Light can be used to transmit information just like radio waves can. To transmit information using radio waves the radio energy is modulated, which means the information is superimposed on the radio (RF) energy by varying its power levels. The same can be done with light up to even higher frequencies than RF will allow due to the shorter wavelength. By varying the intensity of the light, it is possible to attach information to the optical energy. The faster we vary the intensity of the light, the more information we can transmit in a shorter time.
This technology is mainly found in fiber-optic data transmission equipment (switches, hubs, etc.) for computer networks.

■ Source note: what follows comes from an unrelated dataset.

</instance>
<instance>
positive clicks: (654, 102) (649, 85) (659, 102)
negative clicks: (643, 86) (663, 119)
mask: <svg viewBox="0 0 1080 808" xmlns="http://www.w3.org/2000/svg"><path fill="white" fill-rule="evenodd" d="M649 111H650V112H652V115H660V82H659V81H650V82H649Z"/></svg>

The whole, enire internet runs on fiber optics, the fiber optics are just on the backbone. Cable/DSL companies have fiber running to an area, like a town maybe, and then use copper TV cable or phone lines to finish the trip to your house. Nowadays, Verizon (and maybe some others) are beginning to roll out FiOS, which will run fiber optics all the way into your house, and yes, it is fast.
Fiber optic cables are utilized using lasers emitting at 1550nm, well into the IR and away from visible. They use 1550nm because there is a minimum in the absorption curve for the glass that comprises the fiber optic cable. Here's an ok chart that shows this, the the minimum in loss in the glass occurring at 1550nm:
The cables also use a phenomenon called "total internal reflection" to keep the light in the cable, but that's not so much laser-related as it is just optics-related.
It's simply very long strands of glass. More precisely, it's a very long strand/tube of glass, that's inside a different kind of glass. Think...corndog, or Twinkie, or something else like that. Light goes into the inner cylinder of glass, and if the strand is done correctly with one kindof glass around the inner cylinder, it won't leave the inner cylinder. It'll bounce off the wall between the 2 kinds of glass, and always stay in the inner cylinder, and travel all the way to the other end. There is always some loss along the way, so there'll be signal amplifiers along the way if it's a very long trip.
That's a terrible description, pictures help, but I'm not at my computer at the moment.